Things One Should Know About Inheritance Tax (IHT)
Many people do not understand what Inheritance Tax means, and in order to discuss about its essentials, we should be clear about its meaning. This tax is paid on the land of a person who has died.
In certain cases, inheritance tax is payable on trusts or gifts made during the lifetime of a person. As per the standards of 2009-2010, the bar set to pay the inheritance tax was 325,000. Most estates are not eligible to pay the inheritance tax, as they are below the standard set. Inheritance tax is the acronym for IHT.
Usually the inheritance tax is 40% of the estate in question. To understand this statement, you need to comprehend the meaning of estate. Your estate shall be everything that you own. This includes your home, other real estate, bank accounts, and investments, retirement benefits from your company, IRAs, your insurance policies, collectibles and personal belongings.
However, after October 2007, there were certain changes made in the standards and all those people who came in the class of married couple or registered communal partners could enlarge the edge decisively for their estate after their spouse expired. About 650,000 of inheritance tax could be set, according to the standards of 2009-2010. Special representatives or perpetrators are required to move the inheritance tax, which is not used (nil rate bands) to the spouse of the deceased.

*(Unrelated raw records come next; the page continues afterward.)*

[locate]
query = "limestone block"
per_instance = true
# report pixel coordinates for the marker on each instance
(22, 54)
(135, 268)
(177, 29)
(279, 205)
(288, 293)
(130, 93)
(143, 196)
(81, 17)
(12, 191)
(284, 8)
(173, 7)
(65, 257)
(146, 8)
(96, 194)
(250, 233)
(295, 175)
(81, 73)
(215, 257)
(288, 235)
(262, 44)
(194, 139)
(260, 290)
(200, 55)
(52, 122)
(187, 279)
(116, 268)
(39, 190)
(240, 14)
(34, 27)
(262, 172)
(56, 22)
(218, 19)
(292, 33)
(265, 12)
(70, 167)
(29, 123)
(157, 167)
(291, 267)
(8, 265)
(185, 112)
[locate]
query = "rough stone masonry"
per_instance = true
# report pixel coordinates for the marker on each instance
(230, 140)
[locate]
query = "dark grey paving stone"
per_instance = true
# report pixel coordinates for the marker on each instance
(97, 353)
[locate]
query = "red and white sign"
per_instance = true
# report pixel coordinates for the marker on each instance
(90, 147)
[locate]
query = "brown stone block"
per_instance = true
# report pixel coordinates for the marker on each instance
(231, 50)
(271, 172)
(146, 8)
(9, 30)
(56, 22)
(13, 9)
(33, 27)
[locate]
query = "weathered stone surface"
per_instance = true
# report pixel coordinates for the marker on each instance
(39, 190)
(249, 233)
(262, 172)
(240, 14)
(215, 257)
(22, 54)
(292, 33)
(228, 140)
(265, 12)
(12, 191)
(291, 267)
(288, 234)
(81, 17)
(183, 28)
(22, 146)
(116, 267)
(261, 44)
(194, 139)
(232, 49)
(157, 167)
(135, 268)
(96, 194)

Another question that is of extreme importance is that who is responsible for paying the inheritance tax? Different people can pay inheritance tax at various scenarios. However, most often or in general cases, the executor, or the personal representative, using funds from the estate of the deceased, pays this tax.
When assets in or transferred into a trust are brought into consideration, the responsibility of paying the inheritance tax is on the shoulders of the trustee. In the category of gifts, the beneficiary, who has inherited them from the deceased, is supposed to pay the inheritance tax; however, this scenario is not very commonly observed.
Exceptions, however, exist in certain cases where the estate surpasses the standardised margin or threshold, and yet you can pass on the assets, without having to pay inheritance tax. Any gift that comes under the category of UK registered charity shall be excluded from Inheritance tax.
If a person manages to live for seven years after transferring estate as a gift to someone else, those assets shall be excluded from inheritance tax. In this case, the threshold will also not be considered. Gifts of 250 bucks shall also be inheritance tax-free and can be given to numerous people. If you are giving a part of your estate to someone as a wedding or civil partnership gift, then a certain amount of that gift will be excluded from the inheritance tax.